Benson hsa accepted a full-time position with a Boston-based engineering company where he interned. He starts the new job in June.
The student veterans also have words of wisdom and advice for those leaving the military.
“The fact is that even though our mission overseas might be over, our service at home is not,” said Camacho, a public service and public policy major and political activist. “It is our duty to educate ourselves and be the leaders our country needs us to be.”
Camacho, who was born in Mexico and served three combat tours in Iraq, helped produce a documentary about deported veterans and lobbied for immigration reform in Washington D.C. alongside Arizona political leaders.

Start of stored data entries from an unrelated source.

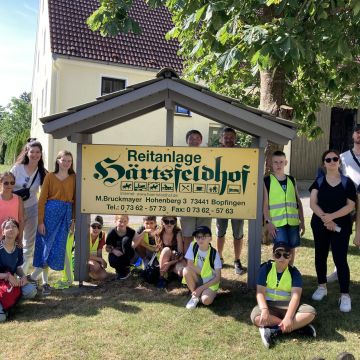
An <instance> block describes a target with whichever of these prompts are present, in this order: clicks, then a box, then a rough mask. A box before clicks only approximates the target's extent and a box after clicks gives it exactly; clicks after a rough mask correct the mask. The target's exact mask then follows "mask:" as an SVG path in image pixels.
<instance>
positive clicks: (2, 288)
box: [0, 280, 21, 311]
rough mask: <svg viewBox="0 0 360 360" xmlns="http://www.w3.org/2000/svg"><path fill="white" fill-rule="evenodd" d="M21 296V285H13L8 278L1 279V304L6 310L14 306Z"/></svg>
mask: <svg viewBox="0 0 360 360" xmlns="http://www.w3.org/2000/svg"><path fill="white" fill-rule="evenodd" d="M20 297H21V287H20V286H16V287H14V286H12V285H11V284H10V283H9V282H8V281H6V280H0V304H1V305H2V307H3V309H4V310H5V311H7V310H9V309H10V308H11V307H13V306H14V305H15V304H16V302H17V301H18V300H19V299H20Z"/></svg>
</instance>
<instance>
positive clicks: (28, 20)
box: [0, 0, 39, 106]
mask: <svg viewBox="0 0 360 360" xmlns="http://www.w3.org/2000/svg"><path fill="white" fill-rule="evenodd" d="M38 6H39V0H0V105H1V106H6V105H7V104H8V103H9V102H10V99H11V97H13V96H15V97H18V96H19V95H20V94H21V93H23V92H24V91H31V81H32V70H33V62H34V53H35V41H36V30H37V14H38Z"/></svg>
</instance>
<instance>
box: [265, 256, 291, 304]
mask: <svg viewBox="0 0 360 360" xmlns="http://www.w3.org/2000/svg"><path fill="white" fill-rule="evenodd" d="M291 287H292V278H291V274H290V271H289V268H286V270H285V271H284V272H283V273H282V275H281V278H280V281H279V282H278V278H277V271H276V264H275V262H273V263H272V265H271V270H270V271H269V273H268V275H267V278H266V291H265V295H266V300H269V301H290V299H291Z"/></svg>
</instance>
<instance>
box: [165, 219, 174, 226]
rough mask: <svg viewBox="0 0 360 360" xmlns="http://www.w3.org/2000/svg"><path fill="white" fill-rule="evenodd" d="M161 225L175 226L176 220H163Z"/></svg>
mask: <svg viewBox="0 0 360 360" xmlns="http://www.w3.org/2000/svg"><path fill="white" fill-rule="evenodd" d="M163 223H164V224H165V225H175V224H176V220H166V219H165V220H163Z"/></svg>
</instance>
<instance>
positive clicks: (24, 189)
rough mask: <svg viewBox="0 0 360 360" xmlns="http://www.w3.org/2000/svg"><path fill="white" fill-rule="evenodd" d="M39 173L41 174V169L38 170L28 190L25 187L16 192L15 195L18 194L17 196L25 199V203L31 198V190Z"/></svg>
mask: <svg viewBox="0 0 360 360" xmlns="http://www.w3.org/2000/svg"><path fill="white" fill-rule="evenodd" d="M38 172H39V169H38V170H36V174H35V176H34V178H33V180H32V182H31V184H30V186H29V187H28V188H27V187H24V188H22V189H19V190H14V191H13V194H16V195H17V196H20V197H21V198H22V199H23V201H26V200H27V199H28V198H29V197H30V188H31V186H32V184H33V183H34V181H35V179H36V177H37V174H38Z"/></svg>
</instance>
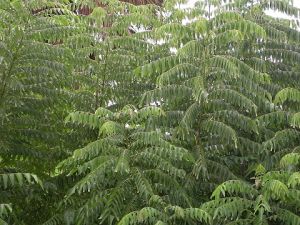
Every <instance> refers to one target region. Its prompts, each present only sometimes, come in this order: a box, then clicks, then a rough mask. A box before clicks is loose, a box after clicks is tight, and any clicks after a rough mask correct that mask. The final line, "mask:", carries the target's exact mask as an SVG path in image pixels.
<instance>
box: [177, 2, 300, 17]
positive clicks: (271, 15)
mask: <svg viewBox="0 0 300 225" xmlns="http://www.w3.org/2000/svg"><path fill="white" fill-rule="evenodd" d="M199 1H201V0H188V3H187V4H183V5H181V6H180V8H182V9H187V8H192V7H194V6H195V3H196V2H199ZM202 1H203V0H202ZM294 6H295V7H297V8H300V0H294ZM266 14H267V15H270V16H273V17H278V18H283V19H290V17H289V16H287V15H285V14H284V13H281V12H276V11H274V10H266Z"/></svg>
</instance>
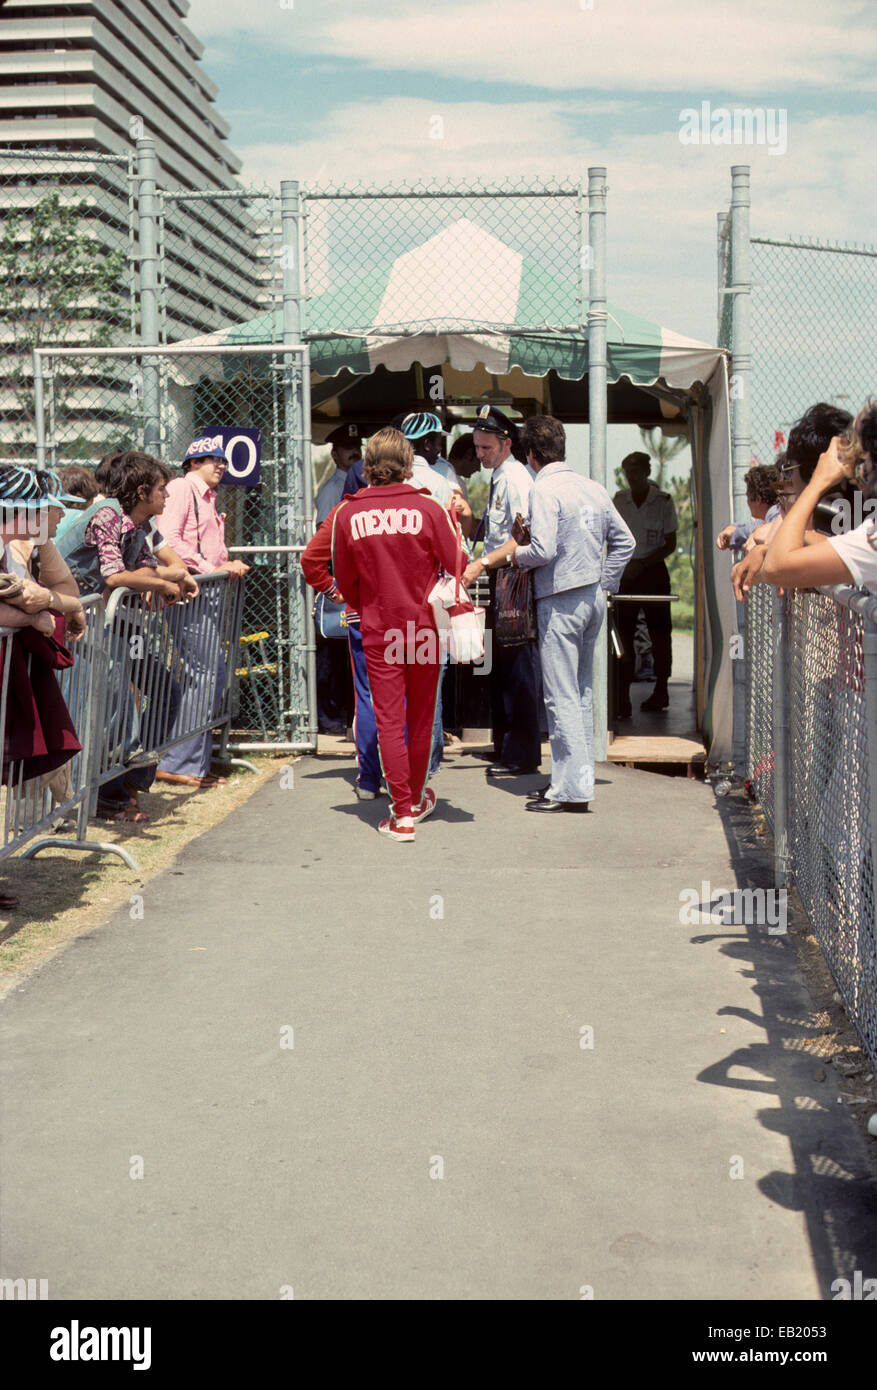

LaFever-Ceja offers more practical advice to school-bound veterans: She recommends finding a support system, whether family, veteran organizations or other groups.
“It’s going to be vital that there are people who can guide you back to civilian life,” she said. “The military has become better at assisting with transition, but there’s little that can truly prepare you for leaving the military behind.”
She also recommends veterans pace themselves academically. Oftentimes new vets will take 18 credits or more per semester when starting out.
“Veterans have this tendency to think that they can take on the world,” she said. “You are perfectly capable of that course load, but later, not your first semester.”
Benson offers words of wisdom for Americans at large who may have misperceptions about combat veterans. Sometimes there are negative connotations about veteran psychological issues.
“Although we’ve had difficult circumstances during wartime, we’ve come back stronger and are ready to become the nation’s leaders in engineering, teaching, business, etc.,” he said. “We aren’t crippled or entitled, but we’ve been through hell and we’ll take those lessons learned to better ourselves and our communities.”
ASU’s veteran population stands at around 3,700 students and is expected to grow.